Why do ancient ruins align astronomically, or incorporate fundamental universal constants such as π(Pi) or φ(Phi)? Why was world-changing, mind-opening knowledge made esoteric, concealed behind symbols in stories and works of art? Why do so many ancient ruins appear like mysterious puzzles, with clear traces of technology but unfathomable function? Why are pyramids so cool and who the fuck builds a stonehenge?
These are some of the questions we completely fail to answer on this episode, continuing our discussion from previous episodes, stemming from Kyle's perusal of the Book of Enoch(by Enoch). References in the notes of that hoary tome led Russ to acquire Megalithic Architects Book 1: Thoth, the Architect of the Universe, by Ralph Ellis, a book that is concerned mostly with ancient metrology, or systems and units of measure. Why couldn't the ancients just use the metric system like normal, sane people who find simple arithmetic understanding like nine equals 3/4ths of 12 (9in. is 3/4 of one ft) too hard?
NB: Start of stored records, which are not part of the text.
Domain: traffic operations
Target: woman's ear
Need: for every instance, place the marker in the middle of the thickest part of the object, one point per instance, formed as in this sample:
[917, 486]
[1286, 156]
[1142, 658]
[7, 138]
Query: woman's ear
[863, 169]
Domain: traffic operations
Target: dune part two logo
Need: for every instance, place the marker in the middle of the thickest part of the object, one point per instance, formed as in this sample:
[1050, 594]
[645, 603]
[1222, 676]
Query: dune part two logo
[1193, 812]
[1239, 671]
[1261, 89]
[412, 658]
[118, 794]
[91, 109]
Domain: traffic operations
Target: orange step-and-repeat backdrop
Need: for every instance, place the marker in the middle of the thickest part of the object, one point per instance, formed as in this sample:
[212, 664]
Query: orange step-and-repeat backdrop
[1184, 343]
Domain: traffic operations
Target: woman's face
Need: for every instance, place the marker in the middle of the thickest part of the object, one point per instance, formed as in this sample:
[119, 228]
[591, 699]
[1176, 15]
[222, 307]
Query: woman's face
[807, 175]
Why are there three feet in a yard when we only have two feet? Why aren't inches called toes and why are there twelve in a foot when we only have ten, five to a foot? And which yard are they talking about anyway, the front or the back?
We don't know the answers to these questions. Maybe the ancients hadn't "progressed" to the point where they needed to use fingers and toes to help them do basic arithmetic. That's evolution for ya, baby.
We talk about all these things and more on this episode. Enjoy!
P. S. To all you Metric System devotees out there: How long is a parking meter?